Sowas passiert immer wieder, aber wir bleiben dann natürlich sachlich. Wer sich unsere Inhalte genau ansieht, wird den Unterschied schnell erkennen. Wir propagieren keine „kommunistischen” Vorschläge, sondern bewegen uns entlang der Werte der Sozialen Demokratie. 

Sie hatten noch zwei weitere Themenbereiche erwähnt. Welche sind das? 

Da wäre unser dritter Schwerpunkt, der sozial-ökologische Wandel: Das ist in Rumänien ein recht herausforderndes Feld, Stichwort Fahrradfahren in der Stadt. 

Ein besonders spannendes Projekt liegt in diesem Jahr vor uns: Wir wollen untersuchen, welche Bereiche aus diesem Themenfeld die rumänische Gesellschaft inte-ressieren und wie sich noch mehr Mitstreiter für das Thema finden lassen. 

Unser viertes Standbein, welches natürlich eine besondere Gewichtung durch den Ukraine-Krieg bekommen hat, ist der Bereich Frieden und Sicherheit. Dort sehen wir unsere Hauptaufgabe vor allem darin, Gesprächskanäle zwischen Deutschland und Rumänien herzustellen.

Rumänien ist ja ein sehr konstruktiver Partner und bedauer-licherweise deswegen auch oft nicht so sichtbar. Immerhin ist es das sechstgrößte Land in der EU. Politisch stabil und insgesamt auf einem guten Kurs. Aus unserer Sicht ein wichtiger und guter Partner auf europäischer und bilateraler Ebene. Wir merken aber, dass nun mehr Interesse am Land besteht, auch, weil der Krieg ausgebrochen ist. Und dadurch sind bestimmte Gesprächskanäle auch leichter herzustellen. 

Das heißt, die Stiftung ist auch auf dem diplomatischen Parkett unterwegs?

Ja, zumindest innerhalb der Bereitstellung von bestimmten Gesprächsformaten, wo zum Beispiel Vertreter der Außenministerien mit ThinkTanks zusammenkommen. 

Was steht in diesem Jahr neben dem Projekt zum sozial-ökologischen Wandel bei der FES Bukarest an?

Es wird eine sehr große Veranstaltung zu unserem dreißigjährigen Jubiläum geben und im Herbst stellen wir die neue Ausgabe unserer Jugendstudie vor, einem sehr großangelegten Forschungsprojekt. Hier geht es um Wünsche und Vorstellungen junger Menschen in Rumänien zu Politik und Gesellschaft. Das ist eine empirische Untersuchung, die mehrere FES-Büros in der Region durchführen. Das wird auf jeden Fall sehr spannend!

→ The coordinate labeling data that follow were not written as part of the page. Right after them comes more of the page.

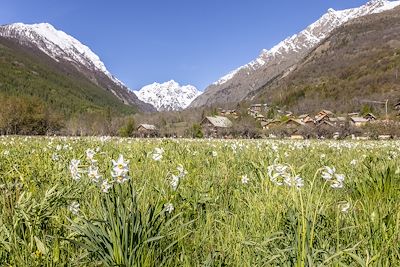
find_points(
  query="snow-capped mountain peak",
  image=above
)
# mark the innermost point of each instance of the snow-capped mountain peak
(58, 45)
(237, 84)
(71, 54)
(168, 96)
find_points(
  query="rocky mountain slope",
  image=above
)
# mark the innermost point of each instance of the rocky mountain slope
(70, 56)
(358, 65)
(168, 96)
(271, 63)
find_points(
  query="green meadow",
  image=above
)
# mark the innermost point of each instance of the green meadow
(165, 202)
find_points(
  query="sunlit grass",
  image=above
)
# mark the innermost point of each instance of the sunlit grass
(185, 203)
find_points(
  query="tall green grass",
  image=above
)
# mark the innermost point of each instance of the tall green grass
(217, 219)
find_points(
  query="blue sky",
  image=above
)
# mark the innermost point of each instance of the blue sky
(190, 41)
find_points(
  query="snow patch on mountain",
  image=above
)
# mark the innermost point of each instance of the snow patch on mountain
(312, 35)
(58, 45)
(168, 96)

Stichwort Jugend! Die Stiftung bietet auch ein Förderprogramm für Menschen zwischen 20 bis 40 Jahren in Rumänien an, neben dem Studienstipendienprogramm in Deutschland. Können Sie einen kurzen Abriss über die Aktivitäten und Ziele dieses Stipendiums geben?

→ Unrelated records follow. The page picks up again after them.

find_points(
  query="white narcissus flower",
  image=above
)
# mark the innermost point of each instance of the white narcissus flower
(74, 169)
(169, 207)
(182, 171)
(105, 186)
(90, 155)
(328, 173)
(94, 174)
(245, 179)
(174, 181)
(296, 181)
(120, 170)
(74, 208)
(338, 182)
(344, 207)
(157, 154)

Das ist ein Programm, das es seit 2009 für politische Nachwuchskräfte oder Personen, die sich zivilgesellschaftlich engagieren wollen, gibt, und gliedert sich in vier Blockseminare, bei denen wir Trainings zu wirtschafts- und sozialpolitischen Themen, aber auch Kommunikations-Coachings anbieten.

Der große Mehrwert des Programms sind vor allem die Alumni, mit denen wir über die Jahre oft in Kontakt bleiben. Viele unserer früheren Jahrgänge sind mittler-weile in der Politik oder Administration als Bürgermeister, Staatssekretäre oder wissenschaftliche Mitarbeiter. Ziel ist es, engagierte Menschen, die sich mit den Werten der Sozialen Demokratie identifizieren, aus verschiedenen Gesellschaftsschichten und Regionen des Landes, möglichst auch viele Frauen zu Beginn ihrer politischen Karriere zu fördern und zu unterstützen. 

Ich würde mir wünschen, dass sich mehr junge Leute politisch engagieren oder zumindest von ihrem Wahlrecht Gebrauch machen, denn davon lebt die Demokratie. Auch wenn die Frustration über bestimmte Vorgänge oder Personen groß ist: Man sollte nicht alle in einen Topf werfen. Mein Eindruck ist, dass es durchaus motivierte und engagierte Politikerinnen und Politiker in diesem Land gibt und die brauchen auch Unterstützung. Vor allem in der Auseinandersetzung mit den Rechtspopulisten.

Was kann Deutschland Ihrer Meinung nach von Rumänien lernen?

Improvisieren und Dinge und auch mal leichter nehmen. Die EU und die Demokratie wirklich wertzuschätzen. Das macht mir in Deutschland wirklich Sorgen, wie leichtfertig wir bisweilen mit unserer Demokratie umgehen. 

Wie lässt sich der allgemeine Rechtsruck in Rumänien, in Deutschland, in Europa aufhalten?

Die demokratische Mehrheit darf nicht leise bleiben! Eigene Positionen auch nach außen vertreten. Etwas mehr Wohlwollen gegenüber dem demokratischen System wäre eine wichtige Grundlage. Darüber hinaus müssen die demokratischen politischen Parteien ihre Positionen selbstbewusster vertreten und auf keinen Fall Positionen der rechten Seite kopieren, um so vermeintlich Wählerstimmen zurückzugewinnen.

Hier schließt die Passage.